Not-so-much, as she plans to be gutted like a large-mouth bass to remove the organs with the potential to kill her before they actually do. Thank you science and BRCA gene, but her life, literally, is falling apart and will be put back together, but in the meantime, I’m in no position to complain about a divorce she saw coming years ago, and I still refuse to accept.
So I got a dog and named her Dr. Melfi, Melfi for short – named after the shrink in the Sopranos because if Melfi could fix Tony, or try to, then perhaps she can fix me. Or try to.
Except Melfi is a puppy and I certainly am not. My old-as-fuck crackhead dog, Lola, looks at me with cataracts that say – what the hell were you thinking bringing that furball of energy into our house at this stage of the game – I can’t help but agree.
What was I thinking – a puppy? Now?
It’s like those wackadoo women who have babies at 50. That means teenagers at 65. They don’t even know what they’re signing up for, and apparently neither did I when I brought home a canine shrink to help heal a broken heart. Thus far, she’s eaten three bras and two remotes, and won’t even sleep in my bed. FFS, that’s what I got her for. The cuddles.

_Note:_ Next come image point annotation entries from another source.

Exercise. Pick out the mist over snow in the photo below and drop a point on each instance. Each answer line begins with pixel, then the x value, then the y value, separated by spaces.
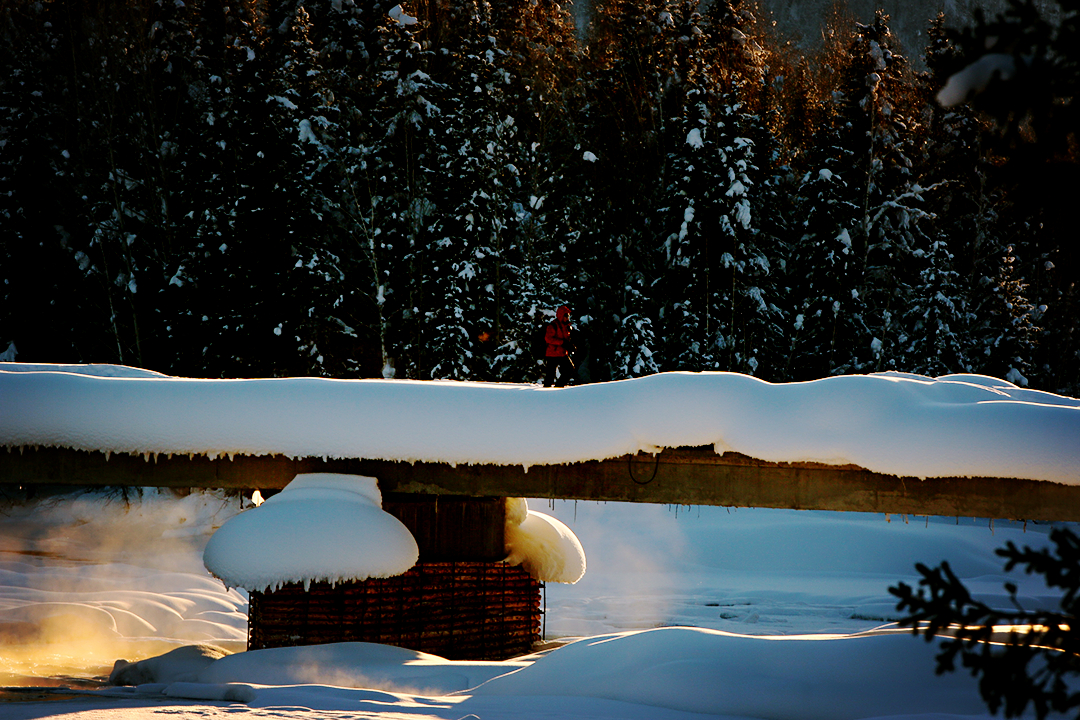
pixel 902 424
pixel 685 612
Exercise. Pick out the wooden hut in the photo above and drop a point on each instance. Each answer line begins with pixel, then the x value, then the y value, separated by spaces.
pixel 459 601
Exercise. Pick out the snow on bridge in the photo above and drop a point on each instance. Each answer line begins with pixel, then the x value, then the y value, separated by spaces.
pixel 957 445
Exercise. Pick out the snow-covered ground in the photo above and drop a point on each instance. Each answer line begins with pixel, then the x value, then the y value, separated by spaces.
pixel 684 611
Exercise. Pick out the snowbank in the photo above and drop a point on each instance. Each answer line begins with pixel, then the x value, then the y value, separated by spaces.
pixel 322 527
pixel 955 425
pixel 542 545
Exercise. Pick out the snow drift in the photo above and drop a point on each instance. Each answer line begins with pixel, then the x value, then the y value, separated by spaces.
pixel 902 424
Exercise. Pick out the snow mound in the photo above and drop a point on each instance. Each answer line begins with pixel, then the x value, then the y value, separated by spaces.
pixel 180 665
pixel 542 545
pixel 322 527
pixel 720 674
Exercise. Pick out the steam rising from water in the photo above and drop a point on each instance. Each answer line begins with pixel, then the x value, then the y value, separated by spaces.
pixel 91 576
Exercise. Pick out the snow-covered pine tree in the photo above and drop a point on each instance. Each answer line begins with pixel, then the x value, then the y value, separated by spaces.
pixel 540 59
pixel 1007 331
pixel 882 131
pixel 631 67
pixel 825 274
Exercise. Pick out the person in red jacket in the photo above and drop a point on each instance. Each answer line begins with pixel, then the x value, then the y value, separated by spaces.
pixel 559 338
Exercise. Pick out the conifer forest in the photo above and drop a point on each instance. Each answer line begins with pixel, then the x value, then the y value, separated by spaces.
pixel 339 188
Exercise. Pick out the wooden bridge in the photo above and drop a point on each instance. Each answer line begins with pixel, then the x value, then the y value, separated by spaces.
pixel 684 476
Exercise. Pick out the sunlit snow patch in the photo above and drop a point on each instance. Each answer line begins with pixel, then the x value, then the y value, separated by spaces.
pixel 322 527
pixel 543 546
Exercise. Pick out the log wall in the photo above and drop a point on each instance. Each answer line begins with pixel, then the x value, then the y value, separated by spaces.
pixel 458 610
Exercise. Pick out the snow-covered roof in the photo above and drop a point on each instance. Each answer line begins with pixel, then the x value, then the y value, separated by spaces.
pixel 901 424
pixel 322 527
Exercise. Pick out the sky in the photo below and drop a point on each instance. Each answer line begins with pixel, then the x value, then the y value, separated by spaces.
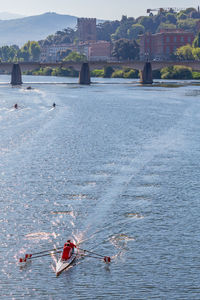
pixel 101 9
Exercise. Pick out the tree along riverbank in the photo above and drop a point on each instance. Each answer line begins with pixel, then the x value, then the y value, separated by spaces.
pixel 174 72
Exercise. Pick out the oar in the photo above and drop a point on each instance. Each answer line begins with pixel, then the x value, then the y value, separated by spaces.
pixel 30 257
pixel 86 255
pixel 106 258
pixel 45 255
pixel 50 250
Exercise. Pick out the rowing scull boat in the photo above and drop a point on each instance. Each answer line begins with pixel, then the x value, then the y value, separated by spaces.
pixel 62 265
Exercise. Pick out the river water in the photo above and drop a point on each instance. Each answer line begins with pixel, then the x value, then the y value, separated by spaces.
pixel 116 167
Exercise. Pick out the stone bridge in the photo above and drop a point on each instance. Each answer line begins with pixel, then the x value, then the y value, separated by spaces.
pixel 85 68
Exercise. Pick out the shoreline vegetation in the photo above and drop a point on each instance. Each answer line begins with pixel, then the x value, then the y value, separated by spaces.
pixel 175 72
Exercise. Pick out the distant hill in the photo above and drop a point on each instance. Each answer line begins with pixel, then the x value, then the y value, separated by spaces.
pixel 8 16
pixel 19 31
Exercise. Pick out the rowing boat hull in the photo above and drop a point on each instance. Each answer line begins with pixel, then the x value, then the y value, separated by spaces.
pixel 62 265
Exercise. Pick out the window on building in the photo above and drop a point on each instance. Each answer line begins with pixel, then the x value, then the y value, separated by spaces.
pixel 167 49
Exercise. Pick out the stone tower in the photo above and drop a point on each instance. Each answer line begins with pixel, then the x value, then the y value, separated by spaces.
pixel 86 29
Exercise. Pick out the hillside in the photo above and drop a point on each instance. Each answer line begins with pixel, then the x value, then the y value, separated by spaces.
pixel 19 31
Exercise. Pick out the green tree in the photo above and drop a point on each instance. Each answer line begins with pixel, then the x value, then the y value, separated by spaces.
pixel 135 31
pixel 185 53
pixel 147 22
pixel 166 26
pixel 188 24
pixel 171 18
pixel 196 42
pixel 196 53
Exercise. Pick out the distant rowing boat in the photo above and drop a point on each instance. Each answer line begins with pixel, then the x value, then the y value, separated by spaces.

I am desperately seeking someone I can lean on.
My dying sister, she leans on me, a lot, and I’m happy to be leaned on because not for nothing, I’m an expert dying doula, if that were a thing, specializing in terminal cancer. Except she’s not dying, not yet anyway, treading life, not sick enough for me, and I’m not well enough to help her until she’s sick-sick – not this pre-gaming sick. Her demands? Order take out. Wash her dishes. Take out the garbage out. Walk the dog. Get her a coffee and itty bitty egg bites from Dunkin. Clean her car. Do her laundry. She’s driving me insane, barking orders and pulling the cancer card, thinking it’s funny.
I’m not laughing.
Call me selfish, but I won’t have her hospice at my home unless she’s unconscious or intubated.
Gross, I know. But factual.
And while I have this in writing now, I will 100% delete it lest I self-destruct when the request comes in. Because it’s coming.
My little sister, they’re all little to me, but the one right under the dying one is my favorite. We split the mom duties and dying sister duties, and she’s even helping me with the dog dooties (ooh, I said dooty). She’s amazing: half vet, half Dr. Doolittle, but she herself is escaping from a whack relationship, plus tag-teaming as we struggle to care for both our pain-in-the-ass dying sister and pain-in-the-ass-not-dying mom.
And while I need her now more than ever, the last thing this sister needs is me and my pathetic oh-me, oh-my, I’m so sad what am I gonna do now bullshit as my cookie cutter cliché of a marriage disintegrates before my eyes and slips through my fingers. My marriage is like trying to carry an almost alive goldfish to the toilet, the water dripping all over the floor, and the fish, circling the bowl, the dog barking, and me wishing I could go with it.
So I’m desperately seeking someone to lean on, someone without cancer, without BRCA, without their own shitshow partner – without eating my flip-flops and digging holes in my yard.
Something, someone, anything, anyone but without anyone in sight, I’m weeding the garden, walking the dogs, feeding the birds, hitting the gym, and typing the words, leaning on writing groups to get outta my head and onto the page, because, at this point, I need to stop leaning and learn to walk straight and tall, all by myself.